Finning’s shortage of workers has caused the company to create more flexible working arrangements that should help accommodate farmers, McNeill said.
“We are providing jobs today that allow for a cropping season, something that wasn’t really a consideration in the past,” he said.
The company is also moving its recruiting message into prairie high schools and trade colleges.
“We need to attract people to the trades and make them realize the great opportunities that are available that don’t require moving away from the West,” he said.

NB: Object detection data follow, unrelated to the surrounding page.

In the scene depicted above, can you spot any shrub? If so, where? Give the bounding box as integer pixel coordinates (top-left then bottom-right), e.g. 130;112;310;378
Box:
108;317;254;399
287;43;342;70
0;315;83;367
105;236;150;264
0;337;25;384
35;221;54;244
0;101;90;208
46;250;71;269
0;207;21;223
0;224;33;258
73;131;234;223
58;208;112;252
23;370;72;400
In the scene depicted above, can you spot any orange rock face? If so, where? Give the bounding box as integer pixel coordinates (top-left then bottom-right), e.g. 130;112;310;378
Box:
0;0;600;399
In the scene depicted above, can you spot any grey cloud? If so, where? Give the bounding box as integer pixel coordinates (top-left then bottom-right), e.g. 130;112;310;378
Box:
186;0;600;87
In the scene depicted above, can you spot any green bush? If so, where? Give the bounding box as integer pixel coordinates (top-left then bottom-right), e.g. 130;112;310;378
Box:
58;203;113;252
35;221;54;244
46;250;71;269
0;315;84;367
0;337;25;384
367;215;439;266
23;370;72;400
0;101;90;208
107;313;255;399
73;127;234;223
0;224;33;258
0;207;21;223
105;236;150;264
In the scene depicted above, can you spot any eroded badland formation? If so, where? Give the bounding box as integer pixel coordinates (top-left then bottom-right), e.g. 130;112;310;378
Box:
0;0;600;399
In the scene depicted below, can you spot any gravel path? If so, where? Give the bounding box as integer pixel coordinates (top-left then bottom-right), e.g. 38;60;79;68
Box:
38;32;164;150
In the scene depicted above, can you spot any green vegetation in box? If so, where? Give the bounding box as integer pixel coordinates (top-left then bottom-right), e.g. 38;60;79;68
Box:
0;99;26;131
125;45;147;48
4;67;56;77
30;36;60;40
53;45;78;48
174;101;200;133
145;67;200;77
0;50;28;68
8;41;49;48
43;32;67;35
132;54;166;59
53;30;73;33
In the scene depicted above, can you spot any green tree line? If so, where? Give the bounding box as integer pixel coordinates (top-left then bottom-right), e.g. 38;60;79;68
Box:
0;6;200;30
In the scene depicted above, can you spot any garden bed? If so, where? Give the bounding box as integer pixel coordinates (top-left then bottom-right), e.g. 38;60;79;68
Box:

Statistics Canada reported in February that Alberta’s unemployment rate was down to 3.5 percent with trades levels below that.
Elsewhere in Canada, high oil and gas prices have had the opposite effect with 33,000 jobs being lost in Ontario in January, year over year.
Jason Myers, an economist with the Canadian Manufacturers and Exporters Association, said the job losses elsewhere in the country are of the types that don’t return when resource prices drop.
“There will be movement of workers from East to West in the next few years. It is where the work is. I expect this will also affect the way work is structured,” he said.
McNeill said his company has found that many eastern workers are choosing to work more continuous shifts then using time off to return to their eastern homes.
Air Canada recently announced plans for daily non-stop service from both Toronto and St. Johns, Nfld., to Fort McMurray, Alta.
“The nature of work is changing, so accommodating workers who choose to farm is just part of the future,” he said.